Another Lycoming crankshaft AD

Lycoming engine

The FAA on Friday issued an airworthiness directive (AD) that would require the replacement of certain crankshafts in some 3,800 Lycoming 360- and 540-series reciprocating engines in popular Piper, Cessna, Mooney, and Beechcraft aircraft, among others. The AD, which becomes effective November 3, requires owners to replace the crankshaft at normal overhaul, when the crankcase is split for whatever reason, or within 12 years of the time the crankshaft was put into service.

Lycoming is offering replacement crankshafts at a reduced price ($2,000 instead of $16,000) for the next three years, or at no charge if the overhaul is done by the Lycoming factory within 12 years.

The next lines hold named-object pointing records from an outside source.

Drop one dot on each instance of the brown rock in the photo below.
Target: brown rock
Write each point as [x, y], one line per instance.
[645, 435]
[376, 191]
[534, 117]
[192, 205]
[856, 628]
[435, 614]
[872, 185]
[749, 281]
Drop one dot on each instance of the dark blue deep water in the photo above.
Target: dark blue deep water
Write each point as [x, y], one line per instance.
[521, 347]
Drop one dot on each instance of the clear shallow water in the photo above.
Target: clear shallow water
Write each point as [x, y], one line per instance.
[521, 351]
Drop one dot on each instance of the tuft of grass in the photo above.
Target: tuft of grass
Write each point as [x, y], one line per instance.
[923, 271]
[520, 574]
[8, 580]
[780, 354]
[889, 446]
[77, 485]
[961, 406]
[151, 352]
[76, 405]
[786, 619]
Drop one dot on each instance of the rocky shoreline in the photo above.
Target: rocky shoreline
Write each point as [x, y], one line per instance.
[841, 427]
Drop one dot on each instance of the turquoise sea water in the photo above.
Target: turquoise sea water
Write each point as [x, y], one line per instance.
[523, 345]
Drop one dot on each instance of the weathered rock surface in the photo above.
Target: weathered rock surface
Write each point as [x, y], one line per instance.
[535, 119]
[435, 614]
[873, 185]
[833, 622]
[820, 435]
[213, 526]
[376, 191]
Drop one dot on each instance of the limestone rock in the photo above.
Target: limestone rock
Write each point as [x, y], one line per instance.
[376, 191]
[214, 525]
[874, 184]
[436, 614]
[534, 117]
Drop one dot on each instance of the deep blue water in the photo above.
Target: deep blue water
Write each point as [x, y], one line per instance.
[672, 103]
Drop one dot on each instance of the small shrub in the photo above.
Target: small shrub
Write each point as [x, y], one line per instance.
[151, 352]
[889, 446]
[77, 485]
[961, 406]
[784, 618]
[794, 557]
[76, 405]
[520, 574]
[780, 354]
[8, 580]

But in a previous Lycoming crankshaft AD, the company bore the entire cost of repairing the engines.

"AOPA is pressing for similar customer consideration, since the possible crankshaft defect is the same problem that the previous AD addressed in a different series of engines," said Luis Gutierrez, AOPA director of regulatory and certification policy.

AOPA had argued that the 12-year calendar limit was not related to safety and would be burdensome on some owners.

The FAA disagreed in its final rule. "While we stated in the proposal that the unsafe condition was unrelated to calendar time, a compliance end-time is necessary to minimize the probability of a crankshaft failure at operating times less than the specified overhaul interval," the agency said in reply. "The variability of the size and orientation of the metallurgical anomalies present in the identified crankshafts results in variation in the operating times at which failures could occur."